Quant au programme, on a raison de s’y intéresser, mais tort d’y croire tout à fait. Je me souviens que le programme commun de la gauche, en 1981, me semblait excellent. Et qu’il fut évident, dès 1983, qu’il avait échoué. Incompétence des experts socialistes et communistes? Peut-être. Naïveté de ma part? Sans doute. Mais c’est aussi qu’aucun programme jamais n’est assuré de réussir. Le réel commande. On n’a une chance de le gouverner, comme disait Bacon, qu’à condition d’abord de lui obéir. Tant mieux pour les hommes d’action. Tant pis pour les rêveurs.

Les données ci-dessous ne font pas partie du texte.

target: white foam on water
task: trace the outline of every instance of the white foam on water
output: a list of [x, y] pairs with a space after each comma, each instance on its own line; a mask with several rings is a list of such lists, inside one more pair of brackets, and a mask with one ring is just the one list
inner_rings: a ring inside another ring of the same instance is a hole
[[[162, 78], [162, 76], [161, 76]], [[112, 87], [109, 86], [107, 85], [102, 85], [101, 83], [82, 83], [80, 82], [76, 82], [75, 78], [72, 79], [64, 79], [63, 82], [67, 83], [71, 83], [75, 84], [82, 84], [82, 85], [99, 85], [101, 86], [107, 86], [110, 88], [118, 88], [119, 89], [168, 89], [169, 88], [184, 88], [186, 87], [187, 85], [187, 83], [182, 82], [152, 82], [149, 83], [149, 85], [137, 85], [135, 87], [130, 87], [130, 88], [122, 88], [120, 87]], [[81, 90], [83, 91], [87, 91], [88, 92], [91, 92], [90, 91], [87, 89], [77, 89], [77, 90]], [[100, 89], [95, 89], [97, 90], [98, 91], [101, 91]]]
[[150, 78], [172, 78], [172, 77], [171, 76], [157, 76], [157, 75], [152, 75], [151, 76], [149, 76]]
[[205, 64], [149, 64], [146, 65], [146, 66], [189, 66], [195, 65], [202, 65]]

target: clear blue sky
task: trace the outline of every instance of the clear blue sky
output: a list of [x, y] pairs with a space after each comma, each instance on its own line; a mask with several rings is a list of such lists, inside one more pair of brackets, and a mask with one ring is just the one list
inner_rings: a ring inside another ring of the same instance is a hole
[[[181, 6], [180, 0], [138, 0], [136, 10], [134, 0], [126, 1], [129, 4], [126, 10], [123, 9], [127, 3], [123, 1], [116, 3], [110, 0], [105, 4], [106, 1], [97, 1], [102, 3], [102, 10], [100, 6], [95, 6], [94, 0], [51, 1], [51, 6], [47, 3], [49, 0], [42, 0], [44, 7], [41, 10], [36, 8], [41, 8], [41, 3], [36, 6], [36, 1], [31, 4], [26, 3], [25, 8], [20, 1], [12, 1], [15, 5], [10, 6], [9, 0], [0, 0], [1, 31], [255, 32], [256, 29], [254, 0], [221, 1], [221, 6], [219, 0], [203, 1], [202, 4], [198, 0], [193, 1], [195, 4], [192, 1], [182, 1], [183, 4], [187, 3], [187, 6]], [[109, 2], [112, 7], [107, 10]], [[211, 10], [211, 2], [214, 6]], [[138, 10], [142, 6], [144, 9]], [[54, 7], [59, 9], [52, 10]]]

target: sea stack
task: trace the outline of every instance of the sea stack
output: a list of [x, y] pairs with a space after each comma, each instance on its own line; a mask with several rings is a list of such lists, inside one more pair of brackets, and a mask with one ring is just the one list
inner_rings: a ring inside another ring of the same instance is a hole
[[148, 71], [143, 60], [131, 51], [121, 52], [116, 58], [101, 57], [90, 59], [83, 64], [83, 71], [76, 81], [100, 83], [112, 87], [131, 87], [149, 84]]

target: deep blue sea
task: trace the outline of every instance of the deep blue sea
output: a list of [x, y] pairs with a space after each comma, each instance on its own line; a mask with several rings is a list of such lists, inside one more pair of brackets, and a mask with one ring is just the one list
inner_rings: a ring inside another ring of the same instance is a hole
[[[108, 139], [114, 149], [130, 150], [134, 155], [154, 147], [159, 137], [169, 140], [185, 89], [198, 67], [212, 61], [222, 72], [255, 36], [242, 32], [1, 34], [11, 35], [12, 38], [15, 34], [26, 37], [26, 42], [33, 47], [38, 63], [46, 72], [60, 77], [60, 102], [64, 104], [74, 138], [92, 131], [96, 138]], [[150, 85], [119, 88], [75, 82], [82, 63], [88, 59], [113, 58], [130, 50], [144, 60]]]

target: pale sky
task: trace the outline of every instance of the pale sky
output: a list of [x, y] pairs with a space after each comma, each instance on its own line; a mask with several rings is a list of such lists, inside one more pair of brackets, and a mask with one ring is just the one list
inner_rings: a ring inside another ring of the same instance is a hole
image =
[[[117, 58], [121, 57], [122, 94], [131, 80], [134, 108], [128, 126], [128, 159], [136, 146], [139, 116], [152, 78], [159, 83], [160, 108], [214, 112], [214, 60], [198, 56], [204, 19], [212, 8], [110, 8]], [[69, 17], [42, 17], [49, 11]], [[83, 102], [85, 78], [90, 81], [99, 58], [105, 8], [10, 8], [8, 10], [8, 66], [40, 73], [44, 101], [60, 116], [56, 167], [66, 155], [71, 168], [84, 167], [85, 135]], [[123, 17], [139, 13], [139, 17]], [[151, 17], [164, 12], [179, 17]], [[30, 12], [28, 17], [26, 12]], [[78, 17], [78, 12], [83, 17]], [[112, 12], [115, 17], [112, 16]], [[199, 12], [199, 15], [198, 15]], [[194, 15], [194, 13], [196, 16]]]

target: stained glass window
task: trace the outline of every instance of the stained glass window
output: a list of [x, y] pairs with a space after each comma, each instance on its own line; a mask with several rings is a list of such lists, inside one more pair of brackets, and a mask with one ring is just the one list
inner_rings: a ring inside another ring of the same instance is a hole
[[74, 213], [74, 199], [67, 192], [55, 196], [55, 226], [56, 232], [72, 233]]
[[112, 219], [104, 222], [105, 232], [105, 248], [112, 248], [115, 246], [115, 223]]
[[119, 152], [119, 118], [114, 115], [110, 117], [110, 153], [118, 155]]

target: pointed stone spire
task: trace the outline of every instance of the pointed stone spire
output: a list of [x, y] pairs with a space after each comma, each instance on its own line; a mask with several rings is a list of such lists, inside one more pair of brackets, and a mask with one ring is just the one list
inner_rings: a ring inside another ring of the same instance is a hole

Puis il y a la télévision, cette trompeuse intimité qu’elle semble instaurer et que les réseaux sociaux vont exploiter jusqu’au dégoût. Ce qu’on voit, sur un écran, ce n’est ni un programme ni une pensée: juste un individu, en gros plan. On va donc lui appliquer des critères qui valent pour juger d’un individu, lesquels seront plus souvent moraux ou affectifs que politiques: sympathique ou non, semblant sincère ou pas… Combien d’électeurs, sous la Troisième République, avaient vu Gambetta ou Poincaré? Pas un sur mille, et c’était alors de loin, à l’occasion d’un meeting. Alors qu’à l’inverse chacun de nous peut avoir, sur nos hommes et femmes politiques, comme individus, des idées plus arrêtées que nous n’en avons ordinairement sur leur programme. On juge l’un arrogant, l’autre hypocrite, le troisième trop excité ou trop agressif… J’y vois un piège plus qu’un avantage. Voyez, sur les réseaux sociaux, comme les mauvais affects l’emportent sur les bons sentiments! Mauvais symptôme, pour une démocratie. La morale ne fait pas une politique. La haine, encore moins.